Passé ces deux titres conventionnels, le groupe se permet de prendre un virage radical avec l’ambiance cabaret jazzy de Slow, Love, Slow. Surprenant et envoûtant à la fois avec une ligne de piano qui fait un peu référence au film « The Piano » de Jane Campion. Tous les instruments s’avèrent feutrés, la voix, douce et quasi murmurée, prend la place prépondérante. La guitare solo nous entraîne sur des contrées jusqu’à présent inexplorées. Et quelques montées énergiques viennent épicer cet étrange menu. Le final s’étire longuement sur le son des secondes d’une horloge. Pour nous réveiller, la bande ressort ses vieilles recettes, gros riff, grosse rythmique, contraste des voix avec I Want My Tears Back, mais agrémente son Metal d’une mélodie folk absolument fabuleuse. Jeu, set et match, et on a à peine écouté cinq titres.

On plonge dans un univers très musique de film avec Scaretale. La voix de la chanteuse prend des airs de Cruella De Vil qui aurait respiré de l’Hélium. Lorsque le bassiste prend le relais, on ne peut s’empêcher de penser à Tim Burton puisque, musicalement, on devine l’influence du Dany Elfman de THE NIGHTMARE BEFORE CHRISTMAS. Ce titre totalement inattendu, prouve que OUI, NIGHTWISH peut encore nous surprendre. Magique. Un interlude instrumental légèrement orientalisant avec Arabesque pour calmer le jeu et on repart sur un Turn Loos The Mermaids franchement tempéré où la voix et la mélodie au clavier se taillent la part du lion, tandis que la petite partie symphonique fait quant à elle penser un peu à ENNIO MORRICONE. Le titre s’achève sur une sorte de gigue médiévale.

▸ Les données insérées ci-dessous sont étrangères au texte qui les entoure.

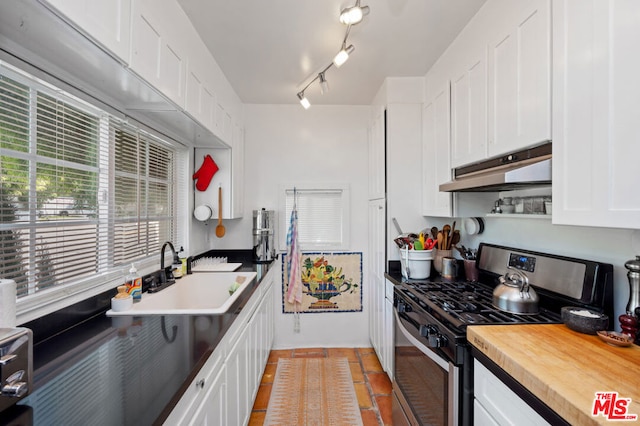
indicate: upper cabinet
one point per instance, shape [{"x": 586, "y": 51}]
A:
[
  {"x": 159, "y": 46},
  {"x": 436, "y": 165},
  {"x": 595, "y": 113},
  {"x": 469, "y": 107},
  {"x": 520, "y": 78},
  {"x": 108, "y": 23},
  {"x": 377, "y": 166}
]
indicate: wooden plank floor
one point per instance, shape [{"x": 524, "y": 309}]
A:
[{"x": 372, "y": 384}]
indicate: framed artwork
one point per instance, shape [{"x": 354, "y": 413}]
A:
[{"x": 331, "y": 282}]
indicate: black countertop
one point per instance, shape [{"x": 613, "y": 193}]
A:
[{"x": 99, "y": 370}]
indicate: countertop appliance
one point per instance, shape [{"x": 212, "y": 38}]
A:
[
  {"x": 16, "y": 365},
  {"x": 433, "y": 365},
  {"x": 264, "y": 249},
  {"x": 517, "y": 170}
]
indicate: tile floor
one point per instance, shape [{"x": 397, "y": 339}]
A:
[{"x": 372, "y": 385}]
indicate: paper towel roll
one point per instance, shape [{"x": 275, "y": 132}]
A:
[{"x": 7, "y": 303}]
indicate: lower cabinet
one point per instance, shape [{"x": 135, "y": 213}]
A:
[
  {"x": 223, "y": 391},
  {"x": 496, "y": 404}
]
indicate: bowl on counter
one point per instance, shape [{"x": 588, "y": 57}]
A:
[{"x": 584, "y": 320}]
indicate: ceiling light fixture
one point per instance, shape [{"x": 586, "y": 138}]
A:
[
  {"x": 353, "y": 15},
  {"x": 348, "y": 16},
  {"x": 324, "y": 86},
  {"x": 303, "y": 100}
]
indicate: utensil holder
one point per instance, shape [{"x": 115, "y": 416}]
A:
[{"x": 437, "y": 261}]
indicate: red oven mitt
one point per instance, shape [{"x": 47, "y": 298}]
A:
[{"x": 205, "y": 173}]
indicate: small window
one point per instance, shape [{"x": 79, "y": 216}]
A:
[{"x": 323, "y": 216}]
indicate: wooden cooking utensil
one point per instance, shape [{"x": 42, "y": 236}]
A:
[
  {"x": 434, "y": 233},
  {"x": 445, "y": 233},
  {"x": 220, "y": 228}
]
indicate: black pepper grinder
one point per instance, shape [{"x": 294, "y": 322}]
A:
[{"x": 629, "y": 320}]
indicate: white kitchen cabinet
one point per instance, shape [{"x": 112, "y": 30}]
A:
[
  {"x": 237, "y": 172},
  {"x": 469, "y": 108},
  {"x": 388, "y": 330},
  {"x": 595, "y": 113},
  {"x": 377, "y": 219},
  {"x": 197, "y": 394},
  {"x": 519, "y": 84},
  {"x": 213, "y": 409},
  {"x": 108, "y": 23},
  {"x": 496, "y": 404},
  {"x": 436, "y": 163},
  {"x": 224, "y": 389},
  {"x": 377, "y": 166},
  {"x": 159, "y": 46}
]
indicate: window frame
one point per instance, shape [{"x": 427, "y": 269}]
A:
[
  {"x": 45, "y": 301},
  {"x": 286, "y": 191}
]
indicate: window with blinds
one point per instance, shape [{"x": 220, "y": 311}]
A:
[
  {"x": 81, "y": 193},
  {"x": 323, "y": 216}
]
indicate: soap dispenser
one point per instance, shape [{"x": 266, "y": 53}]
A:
[{"x": 134, "y": 284}]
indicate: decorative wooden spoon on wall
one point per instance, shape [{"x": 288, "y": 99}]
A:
[{"x": 220, "y": 228}]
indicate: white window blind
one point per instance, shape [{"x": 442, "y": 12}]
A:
[
  {"x": 81, "y": 193},
  {"x": 323, "y": 216}
]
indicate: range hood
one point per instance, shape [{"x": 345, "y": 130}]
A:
[{"x": 518, "y": 170}]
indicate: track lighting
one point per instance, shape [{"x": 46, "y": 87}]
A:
[
  {"x": 303, "y": 100},
  {"x": 349, "y": 16},
  {"x": 353, "y": 15},
  {"x": 343, "y": 55},
  {"x": 324, "y": 86}
]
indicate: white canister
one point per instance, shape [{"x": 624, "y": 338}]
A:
[{"x": 7, "y": 303}]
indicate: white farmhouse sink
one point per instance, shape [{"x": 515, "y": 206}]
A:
[{"x": 204, "y": 293}]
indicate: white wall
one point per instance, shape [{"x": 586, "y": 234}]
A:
[{"x": 284, "y": 144}]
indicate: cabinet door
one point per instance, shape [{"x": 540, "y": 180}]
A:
[
  {"x": 520, "y": 81},
  {"x": 237, "y": 381},
  {"x": 469, "y": 111},
  {"x": 377, "y": 156},
  {"x": 377, "y": 219},
  {"x": 595, "y": 113},
  {"x": 213, "y": 409},
  {"x": 237, "y": 173},
  {"x": 500, "y": 402},
  {"x": 436, "y": 155},
  {"x": 106, "y": 22}
]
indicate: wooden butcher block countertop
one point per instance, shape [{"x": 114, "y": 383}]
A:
[{"x": 563, "y": 368}]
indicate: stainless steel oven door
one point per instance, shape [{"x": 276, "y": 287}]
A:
[{"x": 425, "y": 385}]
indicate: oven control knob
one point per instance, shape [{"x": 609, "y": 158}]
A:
[
  {"x": 428, "y": 330},
  {"x": 437, "y": 340}
]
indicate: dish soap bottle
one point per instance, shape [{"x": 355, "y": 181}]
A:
[{"x": 134, "y": 284}]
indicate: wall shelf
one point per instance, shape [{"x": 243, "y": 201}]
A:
[{"x": 519, "y": 216}]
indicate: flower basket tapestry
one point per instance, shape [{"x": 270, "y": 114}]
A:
[{"x": 331, "y": 282}]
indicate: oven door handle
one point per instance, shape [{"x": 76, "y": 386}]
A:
[{"x": 415, "y": 342}]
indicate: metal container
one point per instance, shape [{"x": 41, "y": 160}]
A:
[
  {"x": 264, "y": 249},
  {"x": 514, "y": 294}
]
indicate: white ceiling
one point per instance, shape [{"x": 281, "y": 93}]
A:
[{"x": 269, "y": 50}]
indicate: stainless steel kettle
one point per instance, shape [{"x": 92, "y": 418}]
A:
[{"x": 514, "y": 294}]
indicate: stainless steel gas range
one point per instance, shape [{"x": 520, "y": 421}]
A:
[{"x": 433, "y": 365}]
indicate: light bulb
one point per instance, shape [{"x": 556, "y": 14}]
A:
[
  {"x": 324, "y": 86},
  {"x": 353, "y": 15},
  {"x": 343, "y": 55},
  {"x": 304, "y": 101}
]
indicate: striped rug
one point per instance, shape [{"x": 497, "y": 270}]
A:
[{"x": 313, "y": 391}]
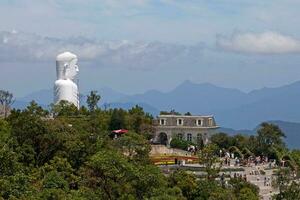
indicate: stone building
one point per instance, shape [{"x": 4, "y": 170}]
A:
[{"x": 191, "y": 128}]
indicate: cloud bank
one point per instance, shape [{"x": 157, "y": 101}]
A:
[
  {"x": 24, "y": 47},
  {"x": 260, "y": 43}
]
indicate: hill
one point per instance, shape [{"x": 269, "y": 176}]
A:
[{"x": 291, "y": 130}]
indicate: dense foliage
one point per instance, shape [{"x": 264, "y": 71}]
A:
[{"x": 75, "y": 156}]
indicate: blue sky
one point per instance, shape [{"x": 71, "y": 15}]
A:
[{"x": 137, "y": 45}]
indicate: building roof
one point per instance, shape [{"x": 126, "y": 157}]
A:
[
  {"x": 187, "y": 116},
  {"x": 120, "y": 131}
]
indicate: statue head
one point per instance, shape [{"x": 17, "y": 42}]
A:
[{"x": 66, "y": 66}]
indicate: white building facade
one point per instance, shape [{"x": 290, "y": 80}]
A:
[{"x": 194, "y": 128}]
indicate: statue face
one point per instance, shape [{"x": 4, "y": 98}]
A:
[{"x": 71, "y": 69}]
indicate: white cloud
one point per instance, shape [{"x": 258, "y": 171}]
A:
[
  {"x": 261, "y": 43},
  {"x": 25, "y": 47}
]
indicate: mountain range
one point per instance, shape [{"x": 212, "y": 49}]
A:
[{"x": 231, "y": 107}]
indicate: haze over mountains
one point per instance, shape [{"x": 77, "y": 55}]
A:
[{"x": 231, "y": 107}]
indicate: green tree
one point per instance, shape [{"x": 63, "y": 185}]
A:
[
  {"x": 222, "y": 140},
  {"x": 186, "y": 182},
  {"x": 209, "y": 159},
  {"x": 6, "y": 100},
  {"x": 92, "y": 100},
  {"x": 268, "y": 137},
  {"x": 117, "y": 120}
]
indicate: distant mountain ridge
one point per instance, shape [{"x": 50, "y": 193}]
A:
[
  {"x": 231, "y": 107},
  {"x": 291, "y": 130}
]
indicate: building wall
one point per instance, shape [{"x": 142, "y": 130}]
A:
[{"x": 189, "y": 129}]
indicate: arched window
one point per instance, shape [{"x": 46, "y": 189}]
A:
[
  {"x": 199, "y": 137},
  {"x": 180, "y": 136}
]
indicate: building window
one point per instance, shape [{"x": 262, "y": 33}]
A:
[
  {"x": 180, "y": 136},
  {"x": 179, "y": 122},
  {"x": 162, "y": 122},
  {"x": 210, "y": 121},
  {"x": 199, "y": 137},
  {"x": 199, "y": 122}
]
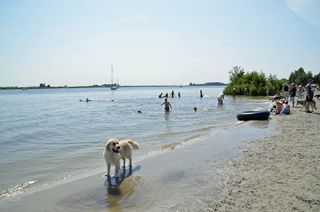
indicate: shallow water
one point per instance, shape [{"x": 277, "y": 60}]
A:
[{"x": 48, "y": 135}]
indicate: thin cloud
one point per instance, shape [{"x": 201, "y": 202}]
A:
[{"x": 309, "y": 10}]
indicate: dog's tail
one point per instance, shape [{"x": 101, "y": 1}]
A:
[{"x": 133, "y": 144}]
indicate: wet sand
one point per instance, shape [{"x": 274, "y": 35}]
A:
[
  {"x": 277, "y": 173},
  {"x": 187, "y": 177}
]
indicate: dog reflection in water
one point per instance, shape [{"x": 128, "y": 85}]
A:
[{"x": 124, "y": 184}]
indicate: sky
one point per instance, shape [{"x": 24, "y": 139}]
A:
[{"x": 149, "y": 42}]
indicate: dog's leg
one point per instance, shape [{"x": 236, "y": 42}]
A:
[
  {"x": 124, "y": 163},
  {"x": 117, "y": 169},
  {"x": 108, "y": 169}
]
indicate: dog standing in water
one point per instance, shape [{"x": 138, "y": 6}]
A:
[{"x": 116, "y": 150}]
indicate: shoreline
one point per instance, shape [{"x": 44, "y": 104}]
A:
[
  {"x": 276, "y": 173},
  {"x": 184, "y": 178}
]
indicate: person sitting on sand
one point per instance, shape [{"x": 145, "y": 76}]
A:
[{"x": 167, "y": 105}]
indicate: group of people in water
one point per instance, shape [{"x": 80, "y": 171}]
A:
[
  {"x": 167, "y": 104},
  {"x": 303, "y": 94}
]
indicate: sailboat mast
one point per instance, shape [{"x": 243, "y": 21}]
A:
[{"x": 112, "y": 75}]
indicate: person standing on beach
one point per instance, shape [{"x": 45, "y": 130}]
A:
[
  {"x": 172, "y": 94},
  {"x": 201, "y": 94},
  {"x": 309, "y": 96},
  {"x": 167, "y": 105},
  {"x": 292, "y": 93},
  {"x": 286, "y": 91}
]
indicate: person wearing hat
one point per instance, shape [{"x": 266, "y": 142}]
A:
[
  {"x": 292, "y": 93},
  {"x": 309, "y": 95}
]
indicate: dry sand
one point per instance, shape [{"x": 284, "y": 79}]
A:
[{"x": 277, "y": 173}]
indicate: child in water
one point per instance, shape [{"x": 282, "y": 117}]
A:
[{"x": 167, "y": 105}]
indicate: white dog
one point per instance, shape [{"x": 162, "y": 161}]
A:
[
  {"x": 220, "y": 99},
  {"x": 116, "y": 150}
]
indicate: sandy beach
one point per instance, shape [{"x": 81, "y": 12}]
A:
[
  {"x": 255, "y": 166},
  {"x": 184, "y": 178},
  {"x": 277, "y": 173}
]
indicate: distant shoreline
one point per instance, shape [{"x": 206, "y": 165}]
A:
[{"x": 108, "y": 86}]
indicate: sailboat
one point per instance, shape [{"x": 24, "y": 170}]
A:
[{"x": 114, "y": 86}]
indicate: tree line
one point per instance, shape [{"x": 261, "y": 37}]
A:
[{"x": 258, "y": 84}]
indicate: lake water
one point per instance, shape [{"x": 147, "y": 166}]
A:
[{"x": 48, "y": 135}]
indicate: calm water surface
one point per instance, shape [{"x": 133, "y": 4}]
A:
[{"x": 48, "y": 135}]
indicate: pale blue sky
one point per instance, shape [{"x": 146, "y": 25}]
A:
[{"x": 74, "y": 42}]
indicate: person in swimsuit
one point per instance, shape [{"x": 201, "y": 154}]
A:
[{"x": 167, "y": 105}]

Un tempo lent démarre Rest Calm, mais l’électricité vient rapidement donner le ton tandis que le bassiste s’empare des premières mesures du chant. Le titre nous la joue montagne russe avec montée énergétiques, passage de transition et moment d’accalmie où la voix d’Anette fait merveille. Ce jeu assez télégraphié fonctionne plutôt bien. Le solo, tempéré également, reste dans l’ambiance feutrée de la plage qui aurait pu ne pas s’éterniser aussi longtemps. S’ensuit une ballade acoustique The Crow, The Owl And The Dove. Sympathique, le morceau n’oublie pas la monté énergétique traditionnelle agrémentée d’un passe un rien folk, mais cette succession de plages moles nous refroidit un peu.

Les chants wagnériens et les riffs efficaces de Last Ride Of The Day nous sortent de la torpeur qui menaçait de s’insinuer. Petite envolée rapide pour réveiller le metaleux qui a failli mettre les voiles auparavant. Rien de bien neuf, mais du franchement bon qui invite à la fête, le tout agrémenté d’un solo efficace.

Embarquez dans la pièce maîtresse de l’album, 13 minutes de bonheur : Song Of Myself. On y retrouve tous les éléments qui accompagnent la griffe du compositeur. Même si la surprise n’est pas vraiment de la partie, la plage passe avec brio d’un registre à l’autre. Un long, trop long, final parlé vient clôturer cette déferlante. Mais après tout le groupe raconte une histoire, il s’avère donc normal que ça cause quelque peu. Dommage quand même d’ainsi souffler le chaud et le froid.

Et on termine par la plage titulaire un instrumental orchestral qui reprend la mélodie de StoryTime, de ScareTale entre autre. Une sorte de compilation/conclusion de ce qu’on vient d’écouter.

Bref, avec cette septième galette, NIGHTWISH poursuit son aventure, haut la main. Alors que la précédente œuvre nous avait laissé sur notre faim, celle-ci regorge de surprises qui font mouche et qui nous conduisent sur des contrées jusqu’à présent inexplorées, non sans éviter de-ci de-là les défauts majeurs des « concepts albums ». Non, ce n’est pas aujourd’hui que nous écrirons l’oraison funèbre de la bande. Ils sont en pleine forme et cet album regorge de vie et d’énergie.